Refactor cython episode

content/accel-cython.rst

@@ -0,0 +1,380 @@
+Cython
+------
+
+Cython is a superset of Python that additionally supports calling C functions and  declaring C types on variables and class attributes.
+It is also a versatile, general purpose compiler.
+Since it is supports a superset of Python syntax, nearly all Python code, including 3rd party Python packages are also valid Cython code.
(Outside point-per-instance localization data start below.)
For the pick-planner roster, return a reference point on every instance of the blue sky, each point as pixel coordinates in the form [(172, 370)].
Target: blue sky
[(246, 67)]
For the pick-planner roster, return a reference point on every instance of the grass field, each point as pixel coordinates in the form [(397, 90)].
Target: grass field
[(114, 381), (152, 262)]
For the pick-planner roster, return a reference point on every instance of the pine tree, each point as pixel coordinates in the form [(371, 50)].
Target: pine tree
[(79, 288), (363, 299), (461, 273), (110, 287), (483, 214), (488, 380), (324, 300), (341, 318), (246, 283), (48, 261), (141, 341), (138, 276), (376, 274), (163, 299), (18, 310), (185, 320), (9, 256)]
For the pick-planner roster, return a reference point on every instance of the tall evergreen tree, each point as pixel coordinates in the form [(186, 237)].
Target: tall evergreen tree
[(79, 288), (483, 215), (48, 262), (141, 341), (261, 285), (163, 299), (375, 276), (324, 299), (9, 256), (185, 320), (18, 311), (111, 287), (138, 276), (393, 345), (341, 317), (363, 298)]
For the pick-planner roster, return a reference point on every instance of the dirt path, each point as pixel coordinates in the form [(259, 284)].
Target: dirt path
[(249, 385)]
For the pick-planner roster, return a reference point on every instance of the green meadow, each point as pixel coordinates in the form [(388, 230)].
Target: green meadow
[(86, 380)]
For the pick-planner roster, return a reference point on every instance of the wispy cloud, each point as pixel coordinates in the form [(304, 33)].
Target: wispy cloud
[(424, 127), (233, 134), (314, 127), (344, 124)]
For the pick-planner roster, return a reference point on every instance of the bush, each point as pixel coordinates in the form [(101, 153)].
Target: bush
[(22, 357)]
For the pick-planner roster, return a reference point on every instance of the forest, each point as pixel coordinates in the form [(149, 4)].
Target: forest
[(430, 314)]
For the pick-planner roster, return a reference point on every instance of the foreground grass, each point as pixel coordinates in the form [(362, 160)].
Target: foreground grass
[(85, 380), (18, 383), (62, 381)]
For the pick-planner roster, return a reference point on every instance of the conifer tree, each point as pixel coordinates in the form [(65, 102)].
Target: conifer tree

+Under Cython, source code gets translated into optimized C/C++ code and compiled as Python extension modules. 
+
+Developers can either:
+
+- prototype and develop Python code in IPython/Jupyter using the ``%%cython`` magic command (**easy**), or
+- run the ``cython`` command-line utility to produce a ``.c`` file from a ``.py`` or ``.pyx`` file,
+  which in turn needs to be compiled with a C compiler to an ``.so`` library, which can then be directly imported in a Python program (**intermediate**), or
+- use setuptools_ or meson_ with meson-python_ to automate the aforementioned build process (**advanced**).
+
+.. _setuptools: https://setuptools.pypa.io/en/latest/userguide/ext_modules.html
+.. _meson: https://mesonbuild.com/Cython.html
+.. _meson-python: https://mesonbuild.com/meson-python/index.html
+
+Herein, we restrict the discussion to the Jupyter-way of using the ``%%cython`` magic.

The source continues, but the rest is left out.